Question

The coordinates of the orthocentre of the triangle formed by \[\left( 0,0 \right);\left( 8,0 \right);\left( 4,6 \right)\] is
A. $\left( 4,0 \right)$
B. $\left( 6,3 \right)$
C. $\left( 6,0 \right)$
D. None of these

Answer 1

Hint: We first find the equation of two sides on which we draw the perpendicular lines from the opposite vertex. We find the equation of the perpendicular lines which gives us the orthocentre of the triangle as the intersecting point.

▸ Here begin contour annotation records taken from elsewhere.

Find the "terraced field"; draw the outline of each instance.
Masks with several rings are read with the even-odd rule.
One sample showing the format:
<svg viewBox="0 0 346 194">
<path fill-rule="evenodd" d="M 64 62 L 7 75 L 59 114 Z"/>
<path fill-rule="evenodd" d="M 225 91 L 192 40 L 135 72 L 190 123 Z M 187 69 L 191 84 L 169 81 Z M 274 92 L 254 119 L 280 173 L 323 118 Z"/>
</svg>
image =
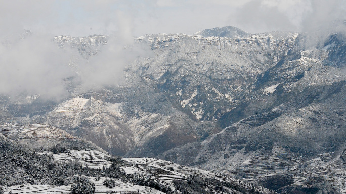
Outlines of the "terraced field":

Complete step-by-step solution:
The orthocentre of a triangle is the intersecting point of all three altitudes of the triangle.
We draw the triangle formed by \[A=\left( 0,0 \right);B=\left( 8,0 \right);C=\left( 4,6 \right)\]. Let the orthocentre be O.

We find the equation of the lines AB and AC.
The general equation of a line going through points \[\left( a,b \right);\left( c,d \right)\] is $\dfrac{y-b}{b-d}=\dfrac{x-a}{a-c}$.
So, equation AB will be $\dfrac{y-0}{0-0}=\dfrac{x-0}{0-8}$. The simplified form is $y=0$.
So, equation AC will be $\dfrac{y-0}{0-6}=\dfrac{x-0}{0-4}$. The simplified form is $3x-2y=0$.
Now we draw the perpendicular lines from C and B on the lines AB and AC respectively.
The general equation of a line perpendicular to $ax+by=c$ is $bx-ay=k$.
Therefore, CE, the perpendicular line of the line $y=0$ will be $x=k$ which is going through the point \[C=\left( 4,6 \right)\].
Putting the values, we get $x=4$. The line CE is $x=4$.
Therefore, BD, the perpendicular line of the line $3x-2y=0$ will be $2x+3y=K$ which is going through the point \[B=\left( 8,0 \right)\].
Putting the values, we get $2\times 8+3\times 0=K\Rightarrow K=16$. The line BD is $2x+3y=16$.
Now we find the intersection point of BD and CE.
So, putting $x=4$ in $2x+3y=16$, we get
\[\begin{align}
  & 2\times 4+3y=16 \\
 & \Rightarrow y=\dfrac{16-8}{3}=\dfrac{8}{3} \\
\end{align}\]
The point O is \[O=\left( 0,\dfrac{8}{3} \right)\]. The correct option is D.

Note: We assume the lines AB and AC as the point \[A=\left( 0,0 \right)\] makes finding the equation easier. We can use any other line and its perpendicular line; the orthocentre remains fixed. If we draw the third perpendicular line from point A we will get the intersecting point on O.